It’s so odd to look at the list of radio station ratings for Raleigh-Durham. When I left in ’85 I was out of radio, but still deeply into it, and I could tell you something about every signal you could pick up there. Now I know squat. So many of the stations have changed owners, call letters, cities of license, transmitter locations and formats that the dial (another thing that no longer exists, really) there is all but unrecognizable to me.
Yet that change is nothing compared to the move of everything on radio and TV to the Net.
Most of my radio listening today is on computers and phones. Even in my car, driving around Boston, I’m listening to KCLU from Santa Barbara, WUNC from Chapel Hill, High Plains Public Radio, WWOZ from New Orleans, KGSR from Austin, Radio Paradise, Radio Deliro…
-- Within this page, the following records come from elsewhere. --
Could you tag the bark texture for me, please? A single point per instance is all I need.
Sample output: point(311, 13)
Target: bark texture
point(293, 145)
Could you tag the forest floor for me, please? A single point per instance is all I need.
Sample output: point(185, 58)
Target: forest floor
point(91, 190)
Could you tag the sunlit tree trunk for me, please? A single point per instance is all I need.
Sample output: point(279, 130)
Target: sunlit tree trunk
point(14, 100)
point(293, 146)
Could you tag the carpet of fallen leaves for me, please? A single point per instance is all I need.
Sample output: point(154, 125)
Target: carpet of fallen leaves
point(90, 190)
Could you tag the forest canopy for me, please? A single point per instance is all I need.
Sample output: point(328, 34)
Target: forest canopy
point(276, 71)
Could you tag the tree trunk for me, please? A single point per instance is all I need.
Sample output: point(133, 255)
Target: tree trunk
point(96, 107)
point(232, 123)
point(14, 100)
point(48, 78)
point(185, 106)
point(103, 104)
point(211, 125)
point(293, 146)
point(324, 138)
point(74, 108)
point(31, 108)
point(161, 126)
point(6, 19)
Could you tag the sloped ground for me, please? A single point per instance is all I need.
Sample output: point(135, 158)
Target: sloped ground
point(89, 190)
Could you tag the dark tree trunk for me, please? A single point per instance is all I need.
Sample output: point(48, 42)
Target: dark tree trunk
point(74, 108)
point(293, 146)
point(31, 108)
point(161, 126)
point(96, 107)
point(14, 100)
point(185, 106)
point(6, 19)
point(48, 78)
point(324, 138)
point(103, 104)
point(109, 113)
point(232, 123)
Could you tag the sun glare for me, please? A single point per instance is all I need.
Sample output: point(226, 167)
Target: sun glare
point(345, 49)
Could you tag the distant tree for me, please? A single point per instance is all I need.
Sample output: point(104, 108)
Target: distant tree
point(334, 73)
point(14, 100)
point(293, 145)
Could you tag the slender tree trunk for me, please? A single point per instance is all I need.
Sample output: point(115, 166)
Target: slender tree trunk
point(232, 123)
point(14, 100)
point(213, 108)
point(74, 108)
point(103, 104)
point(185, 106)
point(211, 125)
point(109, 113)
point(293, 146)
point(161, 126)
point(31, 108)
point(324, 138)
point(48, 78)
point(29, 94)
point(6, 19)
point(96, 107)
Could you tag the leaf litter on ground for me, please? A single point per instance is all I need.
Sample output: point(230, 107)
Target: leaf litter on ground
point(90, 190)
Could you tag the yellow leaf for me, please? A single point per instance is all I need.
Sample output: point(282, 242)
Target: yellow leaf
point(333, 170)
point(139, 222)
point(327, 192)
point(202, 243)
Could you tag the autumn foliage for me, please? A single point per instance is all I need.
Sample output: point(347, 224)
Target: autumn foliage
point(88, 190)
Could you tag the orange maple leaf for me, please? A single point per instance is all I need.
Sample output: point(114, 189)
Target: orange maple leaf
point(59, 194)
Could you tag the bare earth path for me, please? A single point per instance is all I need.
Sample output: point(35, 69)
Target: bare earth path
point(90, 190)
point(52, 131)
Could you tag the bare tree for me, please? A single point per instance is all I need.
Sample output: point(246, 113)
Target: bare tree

The “system” isn’t one. It’s all very ad hoc and not very reliable. Nobody yet has the right formula to reconcile their own costs and programming with the barely-known users and usages out there. How many streams should they support? Should they stream at 128kb and be audible only over ethernet and good “broadband” land connecitons? Should they stream in lo-fi at 24kb or 32kb so they stay audible on iPhones over 3G connections after those go away and the connection drops down to GPRS? (That’s my recommendation, generally.) Should they have multiple streams? (I also recommend that.) For radio on the Net (which also includes podcasting and on-demand), there isn’t enough common usage yet, much less common wisdom about how to serve it on the supply side. It’s like AM radio in 1924. The difference is that much more of it is outside regulatory control. The rules that matter are copyright more than engineering. Ever notice how little popular (or even known) music is on podcast? Thank the DMCA for that one.
In other words, it’s late for radio as we knew it, and early for radio as we’ll know it.